We often imagine that inventions are born whole: a eureka moment that changes history. But that’s rarely how it happens.
One technology that exemplifies the long, hard slog of creation is the silver-zinc battery, more than two centuries in the making. Today, the battery, which offers more energy per ounce than any other battery couple, is finally making inroads in the consumer market as a rechargeable hearing aid battery — with potential for much more.
Its story, featured in the latest issue of NASA’s Spinoff publication, to be released on Dec. 5, has been marked by incremental progress, dead ends, and the occasional breakthrough — including a crucial one at NASA’s Glenn Research Center, then known as Lewis Research Center.
The biggest challenge for silver-zinc batteries was that their electrodes — the cell’s negative and positive electrical conductors — were soluble and deteriorated quickly. The answer to this challenge, developed first in the late 1920s by professor Henri André and then advanced by the U.S. military in World War II, was a membrane to separate the two electrodes.
The military still deploys these single-use batteries to power submarines, torpedoes and other devices, and in its early days, NASA used them too.
But the space agency really wanted a rechargeable version — and there, electrode deterioration remained a problem. By the time the battery had been drained and recharged just a few times, its performance would drop significantly. And the problem got worse if the battery was heat-sterilized, a requirement to ensure rovers and spacecraft don’t carry microbes to other planets.
During the 1960s, researchers across NASA worked to resolve these challenges, making only minor improvements. However, outside NASA, the Astropower Laboratory of Douglas Aircraft Company had come up with an experimental cell using a novel, inorganic ceramic separator, which showed promise. The agency teamed up with the lab to advance the technology, and by 1972 NASA had tested and proven a battery that could be recharged shallowly, even after heat sterilization, some 400 to 500 times.
It was a huge improvement, but well below the 10,000-cycle life of the nickel-cadmium batteries commonly used in space applications of the time.
On the other hand, the silver-zinc batteries were one-third the size and provided a substantial weight savings, which was enough to keep NASA on the trail. Throughout the 1970s, NASA helped develop chemistries with better performance and a new method to manufacture the batteries cheaply and efficiently.

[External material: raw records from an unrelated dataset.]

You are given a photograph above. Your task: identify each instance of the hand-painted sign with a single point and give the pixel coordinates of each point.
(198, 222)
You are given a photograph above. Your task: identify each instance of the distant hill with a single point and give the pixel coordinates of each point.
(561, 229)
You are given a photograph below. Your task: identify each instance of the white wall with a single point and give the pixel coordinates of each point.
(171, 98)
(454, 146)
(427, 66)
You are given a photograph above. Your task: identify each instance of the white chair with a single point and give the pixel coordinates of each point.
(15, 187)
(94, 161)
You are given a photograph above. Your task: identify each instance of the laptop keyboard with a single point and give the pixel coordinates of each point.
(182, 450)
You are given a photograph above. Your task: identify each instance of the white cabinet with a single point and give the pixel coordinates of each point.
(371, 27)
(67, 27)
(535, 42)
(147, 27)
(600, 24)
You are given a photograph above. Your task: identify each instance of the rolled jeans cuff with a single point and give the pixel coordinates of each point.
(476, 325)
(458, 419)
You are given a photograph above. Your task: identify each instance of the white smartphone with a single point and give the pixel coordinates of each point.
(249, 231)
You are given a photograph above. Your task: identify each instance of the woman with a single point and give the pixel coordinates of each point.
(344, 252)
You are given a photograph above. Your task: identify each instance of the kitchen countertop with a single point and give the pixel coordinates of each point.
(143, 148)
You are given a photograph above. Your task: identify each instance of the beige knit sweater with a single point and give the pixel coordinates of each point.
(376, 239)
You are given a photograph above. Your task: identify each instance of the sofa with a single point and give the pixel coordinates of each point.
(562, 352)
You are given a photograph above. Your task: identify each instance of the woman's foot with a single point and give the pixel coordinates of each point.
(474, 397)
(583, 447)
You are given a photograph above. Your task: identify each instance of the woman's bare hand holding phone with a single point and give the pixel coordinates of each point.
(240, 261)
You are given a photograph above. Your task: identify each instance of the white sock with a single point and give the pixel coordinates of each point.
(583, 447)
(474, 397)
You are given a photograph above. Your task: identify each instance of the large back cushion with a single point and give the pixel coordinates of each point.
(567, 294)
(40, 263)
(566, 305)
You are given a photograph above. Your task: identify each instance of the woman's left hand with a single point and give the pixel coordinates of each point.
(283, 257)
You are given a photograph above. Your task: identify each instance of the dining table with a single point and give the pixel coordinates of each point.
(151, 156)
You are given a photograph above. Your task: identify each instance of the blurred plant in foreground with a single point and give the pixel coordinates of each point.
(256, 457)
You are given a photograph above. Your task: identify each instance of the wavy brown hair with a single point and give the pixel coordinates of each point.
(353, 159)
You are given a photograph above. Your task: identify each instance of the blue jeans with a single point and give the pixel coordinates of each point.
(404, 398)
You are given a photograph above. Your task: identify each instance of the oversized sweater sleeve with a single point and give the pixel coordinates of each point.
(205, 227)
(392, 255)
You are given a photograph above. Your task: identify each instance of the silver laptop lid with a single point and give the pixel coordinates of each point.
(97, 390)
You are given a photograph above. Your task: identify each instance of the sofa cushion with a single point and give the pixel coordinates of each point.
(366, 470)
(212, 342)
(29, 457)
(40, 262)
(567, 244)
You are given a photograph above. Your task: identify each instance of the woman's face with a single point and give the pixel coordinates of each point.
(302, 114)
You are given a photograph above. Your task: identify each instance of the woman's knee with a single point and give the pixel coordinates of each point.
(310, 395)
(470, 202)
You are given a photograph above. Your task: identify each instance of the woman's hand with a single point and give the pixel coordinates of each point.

However, the rechargeable battery lasted longest if it was only drained a little bit — deeper discharge-recharge cycles caused it to fail more quickly. As a result, NASA has not made heavy use of the technology.
But silver-zinc batteries continue to have potential advantages, even over lithium-ion batteries, that make them attractive for commercial markets, especially when the batteries need to be tiny.
For one thing, lithium-ion batteries are prone to a phenomenon known as thermal runaway, which in rare but disastrous cases causes them to catch fire. This is not a possibility with silver-zinc batteries, which use a water-based chemistry. Lithium-ion batteries also require more packaging and other components that take up a larger percentage of their space the smaller they get, so it’s a less efficient technology for small spaces.
A New Market
Traditional hearing aids run on disposable batteries, usually zinc-air based. As a result, hearing aid users have to replace their batteries every week or so. Changing the small batteries is no easy task, especially for the seniors who are their primary users. And to conserve battery life, users will often turn off the hearing aids for stretches of time, inevitably leaving them without hearing at inconvenient moments.
“Can you think of any other high-end electronic device where you’ve got to do that?” asks Ross Dueber, president of ZPower, a Camarillo, California-based company founded with the goal of selling rechargeable silver-zinc batteries commercially. “It’s just unfathomable in this day and age.”
Using NASA’s publicly available research as a jumping off point, ZPower began in the 1990s to develop silver-zinc batteries that could last through more and deeper recharge cycles.
“What we’ve done at ZPower is take that chemistry that NASA did a lot of development on, along with the military, and moved it into the commercial sector,” Dueber says.
The company has improved all four active components of the battery: the two electrodes, the electrolyte and the separators, earning some 100 new patents. The batteries can now survive up to 1,000 discharge cycles without losing significant capacity.
The company launched its rechargeable hearing aid battery in 2013, and expects to expand into other markets as well.
“With a new focus on wearables, people are looking more and more at small, high-energy batteries,” Dueber says. “We really view this as an enabler for new product designs going forward.”